For RT, pair-wise comparisons (Sidak corrected) between the N-Back task conditions indicated that all three levels (Compare, 1-Back and 2-Back) significantly differed from each other. RTs were shortest during the Compare condition (771.35 ms) followed by the 1-Back (900.33 ms; p < 0.0001) and then the 2-Back conditions (1104.4 ms; p < 0.0001). Additionally, RTs were shorter during the 1-Back than the 2-Back condition (p < 0.0001).
3.2. fMRI N-Back Activation Results
Whole-brain activations associated with the 1-Back and 2-Back conditions were contrasted with activations during the Compare condition (1-Back/2 + 2-Back/2 > Compare) in order to localize the overall network of brain regions supporting visual working memory.

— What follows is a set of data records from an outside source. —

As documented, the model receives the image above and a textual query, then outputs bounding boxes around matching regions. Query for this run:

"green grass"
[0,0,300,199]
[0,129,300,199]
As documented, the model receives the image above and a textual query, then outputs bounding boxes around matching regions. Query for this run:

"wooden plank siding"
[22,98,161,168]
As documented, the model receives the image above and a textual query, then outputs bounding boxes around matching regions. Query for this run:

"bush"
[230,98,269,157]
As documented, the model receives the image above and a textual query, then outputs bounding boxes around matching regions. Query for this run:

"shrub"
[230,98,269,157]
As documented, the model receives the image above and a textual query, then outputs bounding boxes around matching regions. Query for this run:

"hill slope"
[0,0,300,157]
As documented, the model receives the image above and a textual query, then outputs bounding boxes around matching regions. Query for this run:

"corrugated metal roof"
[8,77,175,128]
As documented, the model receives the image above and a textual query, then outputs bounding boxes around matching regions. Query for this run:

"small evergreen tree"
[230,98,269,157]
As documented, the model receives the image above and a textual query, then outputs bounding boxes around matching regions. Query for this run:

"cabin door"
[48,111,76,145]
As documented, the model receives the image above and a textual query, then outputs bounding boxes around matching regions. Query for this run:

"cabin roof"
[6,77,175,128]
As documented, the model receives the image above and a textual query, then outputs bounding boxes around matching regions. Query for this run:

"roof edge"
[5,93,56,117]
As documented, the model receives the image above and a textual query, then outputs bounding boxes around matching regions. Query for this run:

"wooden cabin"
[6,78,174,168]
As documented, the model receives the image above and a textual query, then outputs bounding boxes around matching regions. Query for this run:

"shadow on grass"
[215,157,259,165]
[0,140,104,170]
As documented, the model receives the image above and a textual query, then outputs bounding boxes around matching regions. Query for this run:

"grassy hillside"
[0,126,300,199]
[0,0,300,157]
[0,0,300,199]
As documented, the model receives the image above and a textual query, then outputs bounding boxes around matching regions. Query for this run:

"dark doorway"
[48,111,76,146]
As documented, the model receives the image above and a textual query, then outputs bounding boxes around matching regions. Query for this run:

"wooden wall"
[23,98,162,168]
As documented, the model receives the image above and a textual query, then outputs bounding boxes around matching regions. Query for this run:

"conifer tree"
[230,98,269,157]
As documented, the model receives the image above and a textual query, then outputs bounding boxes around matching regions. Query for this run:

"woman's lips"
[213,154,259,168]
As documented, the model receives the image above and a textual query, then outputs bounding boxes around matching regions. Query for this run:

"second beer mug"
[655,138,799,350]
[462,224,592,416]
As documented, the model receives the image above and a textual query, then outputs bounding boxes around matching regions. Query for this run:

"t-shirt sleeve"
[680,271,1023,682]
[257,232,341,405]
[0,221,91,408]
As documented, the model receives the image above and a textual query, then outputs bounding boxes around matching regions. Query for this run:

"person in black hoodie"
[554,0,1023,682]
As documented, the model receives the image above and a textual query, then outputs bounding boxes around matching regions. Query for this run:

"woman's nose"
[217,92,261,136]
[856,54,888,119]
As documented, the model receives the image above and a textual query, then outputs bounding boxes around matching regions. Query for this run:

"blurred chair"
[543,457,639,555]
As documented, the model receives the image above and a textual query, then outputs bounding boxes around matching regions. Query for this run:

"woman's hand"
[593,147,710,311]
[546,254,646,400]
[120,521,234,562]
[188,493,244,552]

Activation maps were thresholded at qFDR < 0.01 and all positively active regions (activity stronger for the N-Back than the Compare condition) from this contrast are shown in Fig. 3 and listed on Table 2. The center of mass coordinates from all the positively active regions (Table 2) were used as inputs to the Neurosynth database (Yarkoni et al., 2011) and these overlapped substantially with the core working memory network identified in previous studies from a meta-analysis sample of 1,091 working memory related articles included in the database. These positive, task-relevant activations included bilateral portions of the dorsolateral prefrontal cortex (DLPFC; Neurosynth meta-analytic coactivation r = 0.44), ventrolateral prefrontal cortex (VLPFC; Neurosynth meta-analytic coactivation r = 0.4), anterior cingulate cortex (ACC; Neurosynth meta-analytic coactivation r = 0.52) and inferior parietal lobule (IPL; Neurosynth meta-analytic coactivation r = 0.44).
Fig. 3.
N-Back task activation map. The activation map reflects the voxelwise functional contrast of 2-Back/2 + 1-Back/2 > Compare. Positive activations (yellow-orange) indicate regions showing higher average N-Back activity than the control task. The 3D cortical meshes shown were created from the MNI ICBM152, 1 mm, 6th generation atlas using Freesurfer 6 and were partially inflated to aid identification of activations within sulci. Notes: ACC: Anterior cingulate cortex; DLPFC: Dorsolateral prefrontal cortex; VLPFC: ventrolateral prefrontal cortex; IPL: Inferior parietal lobule. The central sulci are demarcated (dashed white lines) to aid visual localization.
Table 2.
Regions Showing Positive Activation for the Functional Contrast of 1-Back/2+2-Back/2 > Compare.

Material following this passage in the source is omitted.